Minjun looked at his own hands. His fingers were trembling. Slightly. Very slightly. But trembling.

“You lost something already. You’re only in your twenties, but you looked like someone who’d lost everything. And that was exactly what I was looking for. As an actor, you might be ordinary. But as a human, you were special. Because you were already dead.”

Silence. Those words slowly settled in the air. Already dead. Minjun turned that sentence over in his mind. He was dead? Then what were these actions he was doing now? Breathing? Heartbeat? Thinking?

“I needed an actor like that. For our drama. Because the story we’re dealing with was exactly that. Death. Loss. And someone still searching for something within it. You could play that perfectly. No—you’re not playing it. You’re already living it.”

Minjun’s mouth opened. As if someone had pushed his jaw down. But no words came out. There were no words to say.

“And I was planning to use you.”

Lee Sujin continued. Like she was confessing. In a serious voice.

“Why did I do that? That’s a question I should answer. But I still don’t know. Maybe, like you, I’m searching for something too.”

She turned back to the window. Looking down at Gangnam’s night view again. The night view hadn’t changed. The same lights. The same streets. The same people.

“What do you think about your relationship with Junho?”

Lee Sujin asked suddenly. The topic seemed to waver, but Minjun could tell it was connected. Everything was connected. By threads. By lines. Like a spider’s web.

“It’s… complicated.”

Minjun said.

“Complicated. Yes. Everything is complicated. When what we want and what we need are different.
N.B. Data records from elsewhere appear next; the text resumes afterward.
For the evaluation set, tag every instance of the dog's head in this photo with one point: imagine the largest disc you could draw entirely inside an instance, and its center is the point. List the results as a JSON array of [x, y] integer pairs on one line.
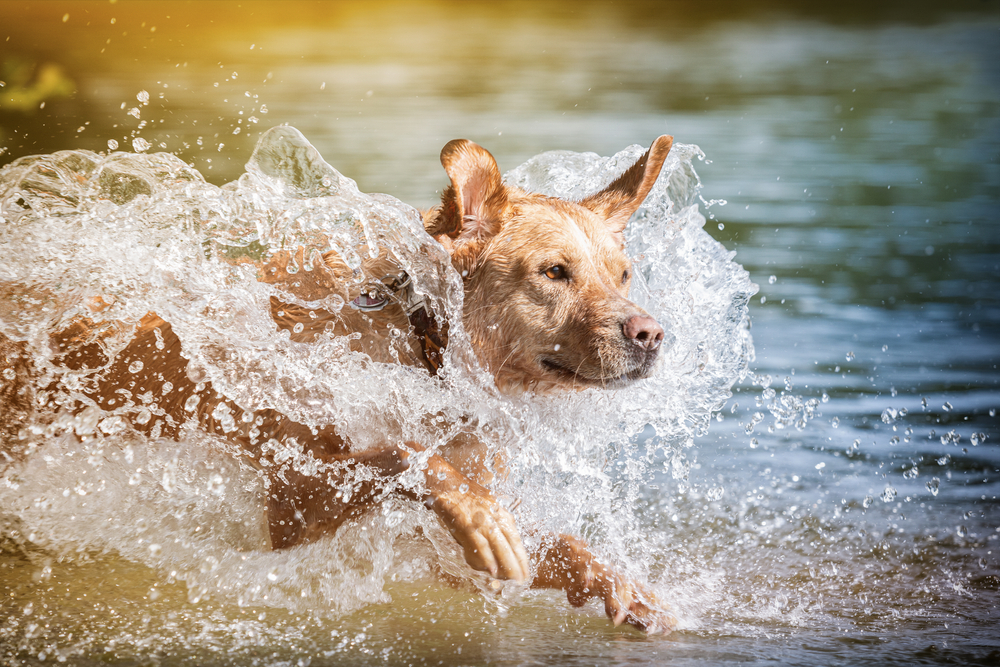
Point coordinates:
[[547, 280]]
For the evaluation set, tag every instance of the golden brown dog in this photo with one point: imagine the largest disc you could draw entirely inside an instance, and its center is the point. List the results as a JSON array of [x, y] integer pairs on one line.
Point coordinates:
[[546, 306]]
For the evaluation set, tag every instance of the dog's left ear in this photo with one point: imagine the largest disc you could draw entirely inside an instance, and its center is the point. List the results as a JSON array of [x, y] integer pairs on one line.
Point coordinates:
[[473, 206], [617, 202]]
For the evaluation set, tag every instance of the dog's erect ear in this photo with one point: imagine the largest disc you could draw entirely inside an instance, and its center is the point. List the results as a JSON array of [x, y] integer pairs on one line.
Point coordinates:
[[473, 206], [617, 202]]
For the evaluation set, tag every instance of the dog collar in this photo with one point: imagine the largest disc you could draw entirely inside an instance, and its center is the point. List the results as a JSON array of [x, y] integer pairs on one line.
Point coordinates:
[[398, 288]]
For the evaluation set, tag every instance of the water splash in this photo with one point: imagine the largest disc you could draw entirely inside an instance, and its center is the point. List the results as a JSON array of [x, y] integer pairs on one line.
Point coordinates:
[[145, 232]]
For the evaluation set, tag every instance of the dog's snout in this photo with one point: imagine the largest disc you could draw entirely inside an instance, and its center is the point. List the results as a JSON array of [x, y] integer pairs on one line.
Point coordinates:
[[644, 331]]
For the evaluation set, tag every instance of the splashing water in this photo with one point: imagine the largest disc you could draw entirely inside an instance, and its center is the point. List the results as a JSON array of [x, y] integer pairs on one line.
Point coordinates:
[[146, 233]]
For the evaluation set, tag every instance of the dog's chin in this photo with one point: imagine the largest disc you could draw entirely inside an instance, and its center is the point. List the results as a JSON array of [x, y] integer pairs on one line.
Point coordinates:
[[568, 378]]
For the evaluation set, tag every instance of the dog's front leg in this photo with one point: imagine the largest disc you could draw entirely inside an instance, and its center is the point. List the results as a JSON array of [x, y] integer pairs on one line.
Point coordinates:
[[485, 530], [302, 506], [566, 564]]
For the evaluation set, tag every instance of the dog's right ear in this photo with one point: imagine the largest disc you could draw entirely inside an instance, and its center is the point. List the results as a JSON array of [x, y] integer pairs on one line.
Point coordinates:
[[473, 206]]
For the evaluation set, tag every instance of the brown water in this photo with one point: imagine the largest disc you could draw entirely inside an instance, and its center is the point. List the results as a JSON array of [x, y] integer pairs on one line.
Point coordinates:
[[858, 153]]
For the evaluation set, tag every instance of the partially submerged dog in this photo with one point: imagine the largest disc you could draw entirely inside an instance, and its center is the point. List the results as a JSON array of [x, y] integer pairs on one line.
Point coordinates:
[[546, 307]]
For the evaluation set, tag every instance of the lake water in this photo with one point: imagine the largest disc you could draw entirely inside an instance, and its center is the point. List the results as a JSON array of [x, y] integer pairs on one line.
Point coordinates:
[[859, 159]]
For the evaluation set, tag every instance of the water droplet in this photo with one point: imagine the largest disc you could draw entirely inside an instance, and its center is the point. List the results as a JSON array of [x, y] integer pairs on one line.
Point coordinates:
[[950, 438], [112, 424]]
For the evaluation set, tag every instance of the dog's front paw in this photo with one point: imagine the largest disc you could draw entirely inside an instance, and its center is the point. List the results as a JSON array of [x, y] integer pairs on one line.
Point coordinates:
[[625, 601], [485, 530]]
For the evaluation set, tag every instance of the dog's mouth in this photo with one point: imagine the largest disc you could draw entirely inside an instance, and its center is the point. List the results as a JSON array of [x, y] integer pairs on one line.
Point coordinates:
[[643, 370]]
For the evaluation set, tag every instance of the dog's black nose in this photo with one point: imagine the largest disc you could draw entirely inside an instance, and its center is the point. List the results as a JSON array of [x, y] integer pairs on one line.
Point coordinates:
[[643, 331]]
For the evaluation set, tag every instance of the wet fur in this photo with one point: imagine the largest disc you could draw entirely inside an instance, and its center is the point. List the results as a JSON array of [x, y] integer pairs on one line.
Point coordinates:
[[530, 330]]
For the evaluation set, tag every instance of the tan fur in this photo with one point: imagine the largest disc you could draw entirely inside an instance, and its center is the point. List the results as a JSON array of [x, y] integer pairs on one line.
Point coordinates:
[[546, 306]]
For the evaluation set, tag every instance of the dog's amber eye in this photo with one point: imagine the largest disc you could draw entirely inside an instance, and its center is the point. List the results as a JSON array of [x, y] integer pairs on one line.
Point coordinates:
[[557, 272]]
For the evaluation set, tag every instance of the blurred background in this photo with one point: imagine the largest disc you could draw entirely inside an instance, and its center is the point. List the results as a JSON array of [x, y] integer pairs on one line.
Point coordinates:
[[856, 146]]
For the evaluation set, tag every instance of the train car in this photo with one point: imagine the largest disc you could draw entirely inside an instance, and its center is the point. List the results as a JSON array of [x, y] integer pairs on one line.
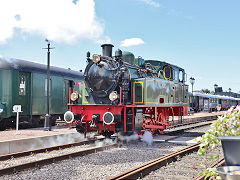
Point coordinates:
[[127, 94], [24, 83], [209, 102]]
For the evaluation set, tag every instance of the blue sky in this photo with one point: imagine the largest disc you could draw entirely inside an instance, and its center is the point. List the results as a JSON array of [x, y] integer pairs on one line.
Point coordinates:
[[203, 37]]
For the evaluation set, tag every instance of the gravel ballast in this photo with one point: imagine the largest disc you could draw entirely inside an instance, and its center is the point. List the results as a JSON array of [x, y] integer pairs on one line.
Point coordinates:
[[100, 165]]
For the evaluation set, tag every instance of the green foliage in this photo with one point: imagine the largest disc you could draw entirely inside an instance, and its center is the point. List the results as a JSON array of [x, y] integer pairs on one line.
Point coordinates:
[[226, 125], [207, 91]]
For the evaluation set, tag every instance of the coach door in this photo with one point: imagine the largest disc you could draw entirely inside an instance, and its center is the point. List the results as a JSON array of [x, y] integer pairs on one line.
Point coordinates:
[[67, 85], [24, 92]]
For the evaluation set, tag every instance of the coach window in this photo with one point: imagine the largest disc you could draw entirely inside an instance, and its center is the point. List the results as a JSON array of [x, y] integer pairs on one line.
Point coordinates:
[[22, 85], [181, 76]]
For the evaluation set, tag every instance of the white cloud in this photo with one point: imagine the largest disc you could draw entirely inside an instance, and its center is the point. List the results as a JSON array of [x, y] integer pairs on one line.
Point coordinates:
[[132, 42], [59, 21], [151, 3]]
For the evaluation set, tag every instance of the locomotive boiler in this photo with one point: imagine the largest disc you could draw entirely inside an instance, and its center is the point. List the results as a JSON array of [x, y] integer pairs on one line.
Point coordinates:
[[123, 93]]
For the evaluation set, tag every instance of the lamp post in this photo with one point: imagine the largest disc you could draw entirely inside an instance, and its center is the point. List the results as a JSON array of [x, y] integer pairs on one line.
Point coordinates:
[[215, 87], [47, 122], [192, 81]]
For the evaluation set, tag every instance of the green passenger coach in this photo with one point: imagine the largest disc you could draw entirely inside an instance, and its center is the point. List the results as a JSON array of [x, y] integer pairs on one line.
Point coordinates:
[[25, 83]]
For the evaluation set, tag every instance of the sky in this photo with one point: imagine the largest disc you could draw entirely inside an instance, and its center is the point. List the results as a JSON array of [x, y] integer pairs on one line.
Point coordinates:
[[203, 37]]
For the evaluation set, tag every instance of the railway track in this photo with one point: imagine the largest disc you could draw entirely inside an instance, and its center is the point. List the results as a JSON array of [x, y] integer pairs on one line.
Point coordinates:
[[219, 163], [49, 160], [146, 168], [38, 163], [41, 150]]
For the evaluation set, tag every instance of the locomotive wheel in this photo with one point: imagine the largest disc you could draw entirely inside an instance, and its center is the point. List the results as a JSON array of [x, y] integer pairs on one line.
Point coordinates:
[[107, 134]]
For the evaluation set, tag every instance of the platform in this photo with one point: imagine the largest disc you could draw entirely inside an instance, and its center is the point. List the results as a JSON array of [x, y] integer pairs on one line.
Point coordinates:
[[29, 139]]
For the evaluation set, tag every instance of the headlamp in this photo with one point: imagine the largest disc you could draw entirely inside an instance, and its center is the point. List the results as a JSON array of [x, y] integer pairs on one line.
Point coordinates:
[[113, 96]]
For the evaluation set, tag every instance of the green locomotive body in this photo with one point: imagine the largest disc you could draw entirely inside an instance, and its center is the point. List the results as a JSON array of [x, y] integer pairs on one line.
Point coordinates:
[[127, 94]]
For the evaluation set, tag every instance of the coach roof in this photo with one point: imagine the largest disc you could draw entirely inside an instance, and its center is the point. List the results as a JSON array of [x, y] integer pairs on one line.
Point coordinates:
[[27, 66]]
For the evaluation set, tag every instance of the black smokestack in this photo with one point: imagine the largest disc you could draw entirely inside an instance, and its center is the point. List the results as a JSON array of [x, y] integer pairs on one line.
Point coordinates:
[[107, 50]]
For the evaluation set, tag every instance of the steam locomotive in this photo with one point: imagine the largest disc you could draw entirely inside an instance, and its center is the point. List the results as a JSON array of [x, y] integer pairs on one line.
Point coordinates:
[[127, 94]]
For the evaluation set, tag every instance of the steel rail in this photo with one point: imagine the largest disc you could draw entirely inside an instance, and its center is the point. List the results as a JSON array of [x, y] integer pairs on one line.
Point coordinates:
[[214, 165], [38, 163], [148, 167], [41, 150]]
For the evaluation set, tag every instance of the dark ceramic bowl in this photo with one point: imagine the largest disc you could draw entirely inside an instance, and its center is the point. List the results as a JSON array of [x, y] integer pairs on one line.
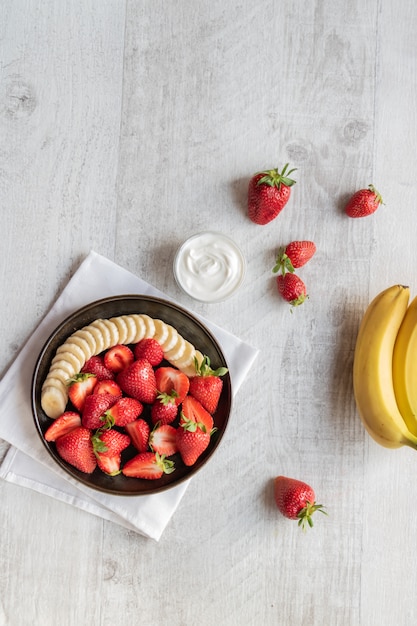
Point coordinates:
[[192, 330]]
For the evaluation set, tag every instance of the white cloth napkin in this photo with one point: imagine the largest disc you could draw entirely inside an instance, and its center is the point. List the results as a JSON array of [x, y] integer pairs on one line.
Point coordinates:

When the person we love and the person we fear are the same. That’s when it’s most complicated.”

Lee Sujin had her hand against the window. The glass must have been cold. But her expression showed no reaction.

“Junho is a good senior. Really. I know it, the company knows it, everyone knows it. But he’s hiding something. You didn’t notice?”

“What?”

“His fear. That fear is being expressed through you. In other words, he’s trying to save himself by taking care of you. Is that love? No. It’s a desire for salvation. And the desire for salvation is very dangerous.”
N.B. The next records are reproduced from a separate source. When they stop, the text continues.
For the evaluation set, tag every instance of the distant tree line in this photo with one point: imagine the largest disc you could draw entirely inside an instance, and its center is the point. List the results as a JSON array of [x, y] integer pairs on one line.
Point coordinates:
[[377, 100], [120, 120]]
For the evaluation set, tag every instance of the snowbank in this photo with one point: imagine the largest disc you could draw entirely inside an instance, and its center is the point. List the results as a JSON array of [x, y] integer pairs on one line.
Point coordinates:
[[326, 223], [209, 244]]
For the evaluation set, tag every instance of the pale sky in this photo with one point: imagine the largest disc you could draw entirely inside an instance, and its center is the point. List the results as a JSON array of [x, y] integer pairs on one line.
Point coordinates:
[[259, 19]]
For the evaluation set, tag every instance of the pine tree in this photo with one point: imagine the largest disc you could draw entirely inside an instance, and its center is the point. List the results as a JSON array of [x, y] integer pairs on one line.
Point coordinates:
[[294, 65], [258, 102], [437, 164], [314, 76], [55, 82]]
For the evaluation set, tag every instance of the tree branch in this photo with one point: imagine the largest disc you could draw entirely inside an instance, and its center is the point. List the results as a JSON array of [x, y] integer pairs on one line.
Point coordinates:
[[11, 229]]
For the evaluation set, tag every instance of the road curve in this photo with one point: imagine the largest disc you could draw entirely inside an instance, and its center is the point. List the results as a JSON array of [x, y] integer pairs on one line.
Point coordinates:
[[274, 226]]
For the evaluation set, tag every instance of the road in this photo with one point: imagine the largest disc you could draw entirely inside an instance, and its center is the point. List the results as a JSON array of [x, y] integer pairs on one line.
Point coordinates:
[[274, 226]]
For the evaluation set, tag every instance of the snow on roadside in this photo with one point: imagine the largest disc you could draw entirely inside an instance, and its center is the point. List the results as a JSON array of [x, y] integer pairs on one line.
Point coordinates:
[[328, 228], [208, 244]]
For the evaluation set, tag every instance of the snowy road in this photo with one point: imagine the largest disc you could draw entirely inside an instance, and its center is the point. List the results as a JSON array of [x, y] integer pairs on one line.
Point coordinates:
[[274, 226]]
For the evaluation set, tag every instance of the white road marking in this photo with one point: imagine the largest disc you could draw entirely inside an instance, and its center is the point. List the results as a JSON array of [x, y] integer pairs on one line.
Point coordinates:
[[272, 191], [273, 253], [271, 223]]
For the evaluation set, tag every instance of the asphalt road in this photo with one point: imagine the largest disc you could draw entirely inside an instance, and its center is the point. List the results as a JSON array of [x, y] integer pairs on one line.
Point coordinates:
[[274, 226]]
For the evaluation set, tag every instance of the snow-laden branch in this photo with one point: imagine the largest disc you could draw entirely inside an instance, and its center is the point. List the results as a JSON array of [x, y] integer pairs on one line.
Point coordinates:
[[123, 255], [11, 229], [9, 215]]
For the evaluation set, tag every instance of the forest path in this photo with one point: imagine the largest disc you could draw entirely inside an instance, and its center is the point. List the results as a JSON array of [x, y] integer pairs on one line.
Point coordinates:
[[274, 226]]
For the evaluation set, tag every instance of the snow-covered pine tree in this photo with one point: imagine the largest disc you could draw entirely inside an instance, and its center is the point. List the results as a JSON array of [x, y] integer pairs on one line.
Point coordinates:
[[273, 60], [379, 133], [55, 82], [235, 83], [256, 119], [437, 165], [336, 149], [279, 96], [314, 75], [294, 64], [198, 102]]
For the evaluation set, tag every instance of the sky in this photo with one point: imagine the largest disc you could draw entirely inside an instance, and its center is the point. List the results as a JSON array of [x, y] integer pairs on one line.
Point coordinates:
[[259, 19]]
Minjun’s fingers trembled more. Lee Sujin’s words seemed right. And that made him more afraid. Because when someone else speaks aloud what you already know, it stops being a suspicion and becomes reality.

“But I want to ask you. Do you love Junho? Or do you just want confirmation that you’re not alone?”
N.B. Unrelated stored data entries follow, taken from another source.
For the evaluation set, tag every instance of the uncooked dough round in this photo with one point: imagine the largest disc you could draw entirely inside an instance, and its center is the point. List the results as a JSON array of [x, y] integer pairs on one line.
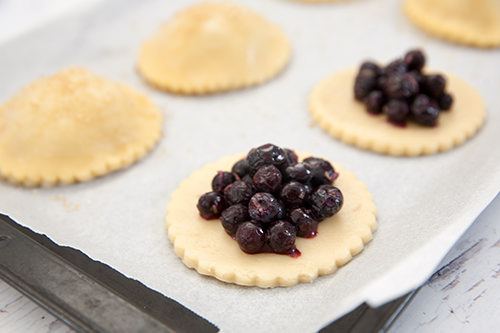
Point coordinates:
[[469, 22], [74, 126], [213, 47], [206, 247], [334, 108]]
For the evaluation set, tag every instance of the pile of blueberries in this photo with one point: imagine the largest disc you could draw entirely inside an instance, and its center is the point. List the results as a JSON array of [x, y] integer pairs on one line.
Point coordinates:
[[402, 91], [269, 198]]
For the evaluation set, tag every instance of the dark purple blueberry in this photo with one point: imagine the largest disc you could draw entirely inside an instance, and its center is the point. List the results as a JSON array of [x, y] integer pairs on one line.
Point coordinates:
[[363, 85], [401, 86], [382, 82], [282, 212], [414, 60], [291, 157], [294, 194], [397, 111], [281, 237], [434, 85], [221, 180], [210, 205], [445, 101], [395, 67], [305, 225], [370, 65], [250, 237], [248, 179], [233, 216], [263, 207], [325, 201], [300, 172], [267, 179], [264, 155], [322, 171], [241, 168], [374, 101], [238, 192], [424, 110]]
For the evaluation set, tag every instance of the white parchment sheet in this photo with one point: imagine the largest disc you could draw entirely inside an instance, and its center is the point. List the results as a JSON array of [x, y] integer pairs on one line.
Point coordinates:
[[424, 203]]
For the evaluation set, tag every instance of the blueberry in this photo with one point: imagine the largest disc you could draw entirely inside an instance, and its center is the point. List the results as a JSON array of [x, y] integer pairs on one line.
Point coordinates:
[[294, 194], [221, 180], [434, 85], [397, 111], [263, 207], [300, 172], [233, 216], [267, 179], [363, 85], [401, 86], [250, 237], [325, 201], [397, 66], [264, 155], [414, 60], [241, 168], [370, 65], [374, 101], [281, 237], [210, 205], [239, 192], [322, 171], [445, 101], [424, 110], [305, 225]]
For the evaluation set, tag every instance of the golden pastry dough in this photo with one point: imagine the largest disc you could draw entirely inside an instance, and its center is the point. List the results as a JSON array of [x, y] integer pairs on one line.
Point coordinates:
[[213, 47], [74, 126], [469, 22], [334, 108], [205, 246]]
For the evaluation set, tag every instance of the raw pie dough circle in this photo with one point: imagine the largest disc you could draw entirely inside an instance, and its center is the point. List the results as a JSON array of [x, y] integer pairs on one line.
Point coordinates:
[[469, 22], [205, 246], [333, 106], [213, 47], [74, 126]]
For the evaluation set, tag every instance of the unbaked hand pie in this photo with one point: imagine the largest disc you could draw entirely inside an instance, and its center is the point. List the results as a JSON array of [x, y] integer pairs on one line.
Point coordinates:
[[74, 126], [469, 22], [213, 47], [267, 219], [401, 109]]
Lee Sujin turned from the window and looked at Minjun. Her eyes were still dark. But now there was something different in them. Sympathy perhaps. Or understanding. Or just observation.

Minjun thought about that question. Did he love Junho? Was it good to hear his voice? Did his existence make his nights bearable? If so, was that love?

But at the same time, did he want Junho? Could he express his feelings? Or did he just want to be someone’s object of salvation?

“I don’t know.”

Minjun finally said. His voice was very small. As if he couldn’t hear it himself.

“Yes. That’s the honest answer. I don’t know. That alone is enough. Because most people claim certainty even when they don’t know.”

Lee Sujin turned back toward the desk. This time she sat in the chair. Across from Minjun.

“I have one piece of advice for you. Right now, you’ve lost many things, you’re afraid of many things, and you want many things. When these three operate simultaneously, people make wrong choices. So I’m going to give you time.”

“Time?”

“Yes. Netflix filming starts in a month. During that month, you need to be honest with yourself. What do you want? What are you afraid of? What have you already lost? And can you accept it?”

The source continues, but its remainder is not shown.